Probezeit einen festen Vertrag. Daher lies ich den Vertrag beim
Dienstleister einfach ablaufen und ging zum Konzern.
calm schrieb:> eh, denke wir haben fachkräftemangel?
Nicht alle Fachkräfte haben die gewünschte Bescheidenheit.
Sollte bekannt sein, dass die Löhne/Gehälter schon Frostbeulen
bekommen haben. Angebot und Nachfrage sollen auf dem Arbeitsmarkt
nicht greifen.
Seid der Einführung des Mindestlohns schreiben einige Dienstleister,
wie ich selbst beobachtet habe, sogar die Höhe des Lohns in die
Stellenanzeige und die sind nahezu unterirdisch schlecht.
Wollmilchsau schrieb:> Seid der Einführung des Mindestlohns schreiben einige Dienstleister,> wie ich selbst beobachtet habe, sogar die Höhe des Lohns in die> Stellenanzeige und die sind nahezu unterirdisch schlecht.
So ohne Link, Belege etc. ist diese "ich selbst beobachtet" von einem
nicht angemeldeten User nichtsweiter als das oben angerügte "Schüren von
Angst".
Bitte verlinke doch eine der gennanten Stellenanzeigen mit unterirdisch
schlechten Lohn.
MfG,
Fpga Kuechle schrieb:> Wollmilchsau schrieb:>> Seid der Einführung des Mindestlohns schreiben einige Dienstleister,> wie ich selbst beobachtet habe, sogar die Höhe des Lohns in die> Stellenanzeige und die sind nahezu unterirdisch schlecht.>> So ohne Link, Belege etc. ist diese "ich selbst beobachtet" von einem> nicht angemeldeten User nichtsweiter als das oben angerügte "Schüren von> Angst".> Bitte verlinke doch eine der gennanten Stellenanzeigen mit unterirdisch> schlechten Lohn.>> MfG,
Wer hat eigtl Interesse daran, Angst zu schüren?
popel schrieb:> Wer hat eigtl Interesse daran, Angst zu schüren?
Ich denke nicht, dass jemand aktiv daran Interesse hat.
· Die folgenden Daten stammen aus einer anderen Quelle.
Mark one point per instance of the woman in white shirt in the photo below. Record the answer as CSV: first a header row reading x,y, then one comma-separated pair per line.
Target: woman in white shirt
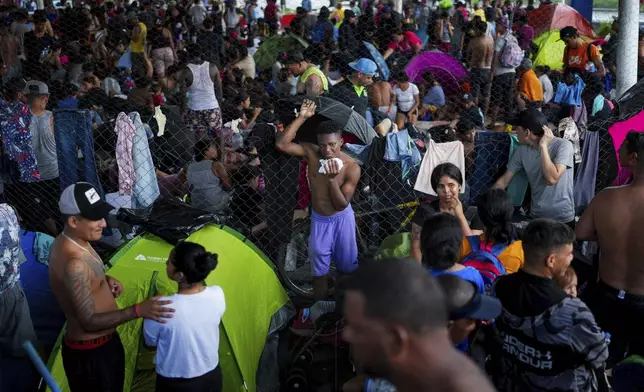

Hier wollen
viele nur ihren Frust los werden und glauben vermutlich sogar
tatsächlich sie tun den Leuten einen Gefallen, wenn sie ihre "Warnungen"
kundtun. Die sind sich gar nicht bewusst, dass ihre Annahmen auf einer
Fehlwahrnehmung basiert.
Chiko89 schrieb:> Was passiert eigentlich, wenn man bei seiner 1. Absolventenstelle> während (oder zum Ende) der 6-Monatigen Probezeit gekündigt wird (Aus> welchen Gründen auch immer)?
Dann hat man (aus welchen Gründen auch immmer) keine Arbeit mehr. Wobei
langfristig diese Gründe durchaus interessant sein könnten...
> Ich meine welche Firma würde so jemanden denn noch ernsthaft einstellen> wollen. Mit dem muss ja irgendetwas nicht stimmen, oder?
Er müsste einen guten nachvollziehbaren Grund für diese Kündigung
haben...
> wären eben die knappen 6 Monate Berufserfahrung
Das solltest du tortzdem nicht allzu sehr an die große Glocke hängen.